For over 50 years, it has been recognized that coronary blood flow is precisely matched to cardiac metabolism. The interactions which govern this matching remain unknown. In the current review, 3 specific aspects of coronary flow regulation will be discussed: Specialization of function in different microvascular domains, influence of cardiac region on microvascular function and the interactions of vasoactive agents in control of coronary blood flow. Each level of the coronary microcirculation is affected by different physical and chemical forces within the heart. These forces place special demands on these vessels and are in turn met by specialized vasodilator responses, including metabolic and flow-mediated vasodilation. Perfusion of the heart is also profoundly affected by the region perfused. The endocardium is affected by forces, notably cardiac contraction, in a different manner than the epicardium. Thus, the microcirculation has specialized to meet these demands. Finally, the factors determining microvascular tone appear to be coordinated such that the loss of any individual dilator, such as nitric oxide, can be compensated for by the increased contribution of another, such as adenosine. This interplay may serve to protect the heart from ischemia during the early phases of coronary vascular disease when individual dilators may be impaired.

Multifactorial basis for coronary collateralization: a complex adaptive response to ischemia.

Angiogenesis and vasculogenesis are adaptive responses of the coronary collateral circulation to myocardial ischemia. This review focuses on the concerted action of growth factors, growth factor receptors, extracellular matrix, and inflammatory cellular responses to regulate angiogenesis and vasculogenesis in response to myocardial ischemia and alterations in shear stress. Therapeutic angiogenesis represents a novel approach to increase myocardial perfusion in patients with coronary artery disease and provides an opportunity to further clarify the mechanisms that regulate collateral development. Impairment of angiogenic adaptive responses to ischemia during disease states is an important subject for future investigation.

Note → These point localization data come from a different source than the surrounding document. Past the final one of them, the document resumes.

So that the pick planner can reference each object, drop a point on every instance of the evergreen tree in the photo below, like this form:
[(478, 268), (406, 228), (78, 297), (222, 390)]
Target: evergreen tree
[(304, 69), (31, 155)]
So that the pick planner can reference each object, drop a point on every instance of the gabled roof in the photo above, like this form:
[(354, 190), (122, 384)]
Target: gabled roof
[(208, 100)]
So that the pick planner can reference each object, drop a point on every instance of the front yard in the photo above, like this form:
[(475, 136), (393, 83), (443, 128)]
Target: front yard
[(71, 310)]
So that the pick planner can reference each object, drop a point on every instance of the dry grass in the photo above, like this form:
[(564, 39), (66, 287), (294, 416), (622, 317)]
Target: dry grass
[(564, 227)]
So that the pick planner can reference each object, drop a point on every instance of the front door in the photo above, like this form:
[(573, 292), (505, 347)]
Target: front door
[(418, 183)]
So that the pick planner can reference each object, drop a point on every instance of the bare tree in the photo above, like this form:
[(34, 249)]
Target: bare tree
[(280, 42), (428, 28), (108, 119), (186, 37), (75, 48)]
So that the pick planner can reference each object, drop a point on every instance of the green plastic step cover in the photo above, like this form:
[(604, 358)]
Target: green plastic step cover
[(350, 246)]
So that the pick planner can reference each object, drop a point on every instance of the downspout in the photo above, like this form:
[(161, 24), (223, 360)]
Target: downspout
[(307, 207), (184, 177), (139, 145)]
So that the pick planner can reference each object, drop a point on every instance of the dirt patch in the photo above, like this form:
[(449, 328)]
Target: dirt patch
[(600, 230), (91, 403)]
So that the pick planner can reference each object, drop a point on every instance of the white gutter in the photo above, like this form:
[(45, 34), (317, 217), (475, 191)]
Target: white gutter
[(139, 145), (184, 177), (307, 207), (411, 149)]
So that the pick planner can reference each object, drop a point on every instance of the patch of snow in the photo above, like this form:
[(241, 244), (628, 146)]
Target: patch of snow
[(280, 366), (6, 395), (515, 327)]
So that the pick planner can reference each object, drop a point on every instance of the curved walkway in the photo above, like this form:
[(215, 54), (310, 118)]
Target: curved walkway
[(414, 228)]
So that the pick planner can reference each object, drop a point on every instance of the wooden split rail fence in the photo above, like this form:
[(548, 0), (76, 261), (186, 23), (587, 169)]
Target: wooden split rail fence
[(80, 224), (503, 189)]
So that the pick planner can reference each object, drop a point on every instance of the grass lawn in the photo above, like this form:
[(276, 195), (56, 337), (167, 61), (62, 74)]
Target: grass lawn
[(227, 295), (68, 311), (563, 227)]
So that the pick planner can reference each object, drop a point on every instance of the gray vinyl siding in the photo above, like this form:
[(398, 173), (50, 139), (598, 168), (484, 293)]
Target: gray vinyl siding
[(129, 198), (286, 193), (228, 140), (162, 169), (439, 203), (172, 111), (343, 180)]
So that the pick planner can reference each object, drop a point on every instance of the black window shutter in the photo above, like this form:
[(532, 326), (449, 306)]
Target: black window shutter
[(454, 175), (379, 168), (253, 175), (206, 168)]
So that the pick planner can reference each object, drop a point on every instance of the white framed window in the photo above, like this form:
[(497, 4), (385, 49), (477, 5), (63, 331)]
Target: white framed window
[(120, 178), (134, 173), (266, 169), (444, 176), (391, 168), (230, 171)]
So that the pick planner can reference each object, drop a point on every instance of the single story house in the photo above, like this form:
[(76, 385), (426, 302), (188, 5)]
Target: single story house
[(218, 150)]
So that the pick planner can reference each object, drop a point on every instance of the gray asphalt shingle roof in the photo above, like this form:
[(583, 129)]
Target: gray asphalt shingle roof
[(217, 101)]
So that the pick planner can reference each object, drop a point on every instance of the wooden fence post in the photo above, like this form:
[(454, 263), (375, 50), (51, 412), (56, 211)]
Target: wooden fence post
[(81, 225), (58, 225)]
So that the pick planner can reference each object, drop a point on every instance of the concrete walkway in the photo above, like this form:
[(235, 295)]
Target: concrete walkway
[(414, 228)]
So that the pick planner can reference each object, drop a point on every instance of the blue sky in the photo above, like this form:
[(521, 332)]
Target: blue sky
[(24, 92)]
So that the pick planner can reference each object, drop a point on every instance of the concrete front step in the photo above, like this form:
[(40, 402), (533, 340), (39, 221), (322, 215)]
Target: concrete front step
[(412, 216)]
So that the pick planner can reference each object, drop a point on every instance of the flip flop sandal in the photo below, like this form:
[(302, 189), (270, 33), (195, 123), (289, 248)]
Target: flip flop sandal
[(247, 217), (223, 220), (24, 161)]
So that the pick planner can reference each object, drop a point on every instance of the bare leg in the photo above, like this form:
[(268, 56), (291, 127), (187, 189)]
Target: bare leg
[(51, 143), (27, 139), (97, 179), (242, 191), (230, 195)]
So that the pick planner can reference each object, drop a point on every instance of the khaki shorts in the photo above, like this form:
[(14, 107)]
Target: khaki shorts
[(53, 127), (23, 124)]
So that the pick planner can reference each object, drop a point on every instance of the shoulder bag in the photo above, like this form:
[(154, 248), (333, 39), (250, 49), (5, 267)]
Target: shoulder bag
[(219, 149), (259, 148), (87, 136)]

Regulation of shear stress in the canine coronary microcirculation.

BACKGROUND: Physical forces, such as pressure and flow, are well known to affect vascular function in the coronary circulation. Increases in shear stress produce vasodilation in coronary arterioles in vitro, and constant-flow preparations suggest a role for shear stress-induced vasodilation during adjustments to metabolic demand in vivo. Hypothetically, the regulation of shear stress can be viewed as a negative feedback control scheme (increased velocity --> increased shear --> vasodilation --> decreased velocity --> shear normalized). Therefore, we hypothesized that shear stress would be at least partially regulated during conditions of elevated flow. METHODS AND RESULTS: We used fluorescence microangiography to measure microvascular diameters and velocities in the coronary circulation in vivo and used these variables to calculate shear stress. Measurements were obtained under basal conditions, during maximal coronary blood flow, and after inhibition of NO synthase. Basal shear stress in the coronary circulation averaged 10 dyn/cm2 in small arteries and 19 dyn/cm2 in arterioles. Regulation of shear stress was observed in small arteries during adenosine-induced increases in coronary blood flow, but arterioles showed minimal regulation. NO synthase blockade had no effect on basal shear stress but completely abolished its regulation in small arteries during vasodilation. CONCLUSIONS: Our data provide the first quantitative estimates of microvascular shear stress in the coronary circulation. Moreover, our results suggest that shear stress in small coronary arteries is regulated by NO release from the endothelium.